5.3. Adverse events, serious adverse events and deaths

Hypersensitivity reactions including severe allergic reaction (dyspnoea, Quincke’s disease, vascular collapse, anaphylactic shock) following mucosal contact with liquid chamomile preparations have been reported from literature and national pharmacovigilance data bases (see also 4.4, 4.7 and 4.9). The majority of data is referring to herbal preparations of Matricaria recutita, flos. Corresponding sections of the monograph of Matricaria oil have been adapted to this data.

Case reports

Subiza et al. (1989) reported about an 8 years old boy having suffered from hay fever and asthma caused by a variety of pollen for the past three years. He was under immunotherapy for 2 years. One month after he stopped immunotherapy he had a night episode of coughing, slight dyspnoea and wheezing. His mother tried to relieve the symptoms with a cup of matricaria tea. Several minutes later the patient deteriorated with dyspnoea, loss of consciousness and shock. After medical intervention he could be stabilised. As cause an IgE mediated immunologic reaction potentially cross reacting with the known mugwort allergy could be identified.

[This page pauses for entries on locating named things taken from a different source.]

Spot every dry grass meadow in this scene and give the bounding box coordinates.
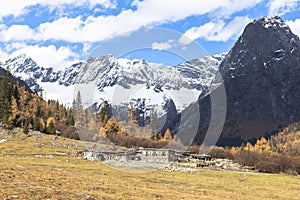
[0,130,300,200]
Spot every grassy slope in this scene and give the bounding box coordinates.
[0,130,300,199]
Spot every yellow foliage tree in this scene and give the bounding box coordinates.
[164,128,172,141]
[254,137,271,152]
[46,117,56,134]
[8,96,20,124]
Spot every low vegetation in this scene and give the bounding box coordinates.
[0,130,300,200]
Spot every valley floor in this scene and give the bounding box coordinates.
[0,131,300,200]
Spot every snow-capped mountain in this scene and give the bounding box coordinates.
[0,54,225,110]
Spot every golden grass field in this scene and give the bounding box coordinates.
[0,130,300,200]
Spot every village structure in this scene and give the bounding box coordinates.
[78,148,253,173]
[79,148,178,167]
[79,148,218,168]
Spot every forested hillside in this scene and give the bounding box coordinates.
[0,69,78,139]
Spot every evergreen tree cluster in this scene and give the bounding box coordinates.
[0,70,74,134]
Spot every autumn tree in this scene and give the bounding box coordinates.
[46,117,56,134]
[164,128,172,141]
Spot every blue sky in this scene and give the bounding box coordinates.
[0,0,300,68]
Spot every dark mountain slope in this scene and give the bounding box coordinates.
[179,17,300,145]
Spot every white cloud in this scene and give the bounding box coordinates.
[151,40,174,50]
[267,0,300,16]
[179,16,252,45]
[11,45,79,69]
[0,0,116,19]
[0,0,261,42]
[0,49,9,62]
[286,19,300,36]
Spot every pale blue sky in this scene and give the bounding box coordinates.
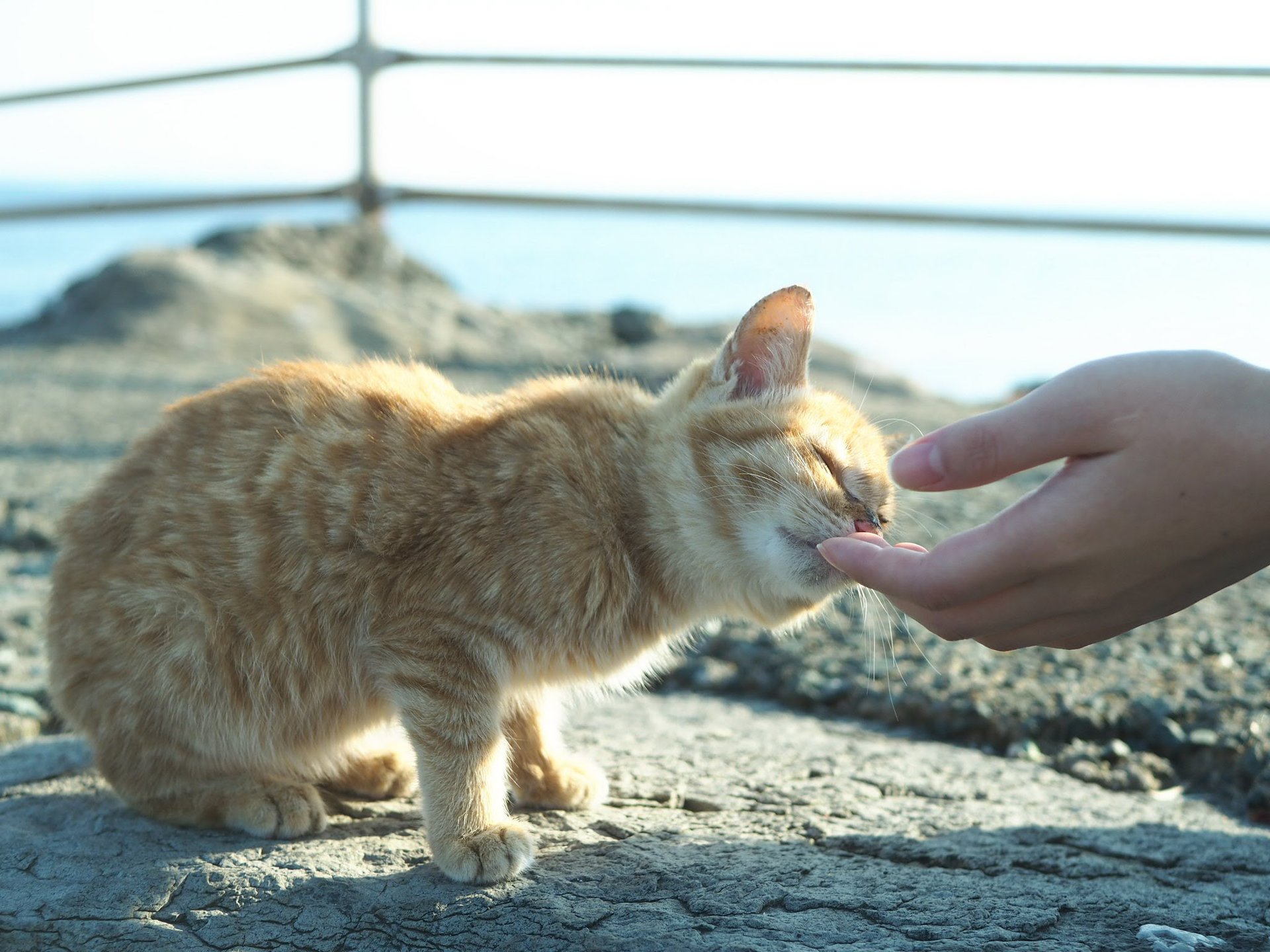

Scala (2006) reported on a 20 years old woman with a proven allergy to matricaria, suffered from short-lasting rhinitis when using a matricaria-scented toilet paper. The prick-by-prick test performed with the toilet paper was positive. Diagnosis was confirmed by a challenge test that also resulted positive. Dechallenge resulted in removal of symptoms.

A 50 years old metalworker developed acute eczema on forearms and hands, which he tried to clear with compresses and washings with tea from matricaria, roman chamomile and mallow herbs. He was positive tested with roman matricaria extract 1%pet in D2 and D4 and with german matricaria tea D4 and with the combination in both dilutions (Pereira et al. 1997).

A 23 years old woman came with recurrent facial eczema and eczema of the back of her foot. She reacted to colophonium and potassium dichromate in the patch test. A year later she reacted on cobalt and oak moss. Even avoidance did not solve the problem. At 25 she had further recurrences of her facial eczema. Further testing showed reaction to matricaria, sesquiterpenlactones were negative. Roman matricaria was not tested. At last she remembered that the facial eczema eruptions followed the administration of steaming matricaria tea (Rycroft 2003).

Jensen-Jarolim et al. (1998) reported an anaphylactic shock due to a matricaria containing enema during labour, resulting in an asphyxia of the newborn. The enema contained a matricaria containing preparation and glycerol. After initial nausea, she developed urticarial, larynx oedema, tachycardia, hypotension with loss of cardiac sounds in cardiotocography. After emergency treatment (corticoids,

antihistamines, volume substitution, etilefrin i.v.) she received an emergency caesarean section. The newborn had a severe asphyxia (Apgar score=0) and died the following day. IgE mediated anaphylaxis triggered during the enema was the reason.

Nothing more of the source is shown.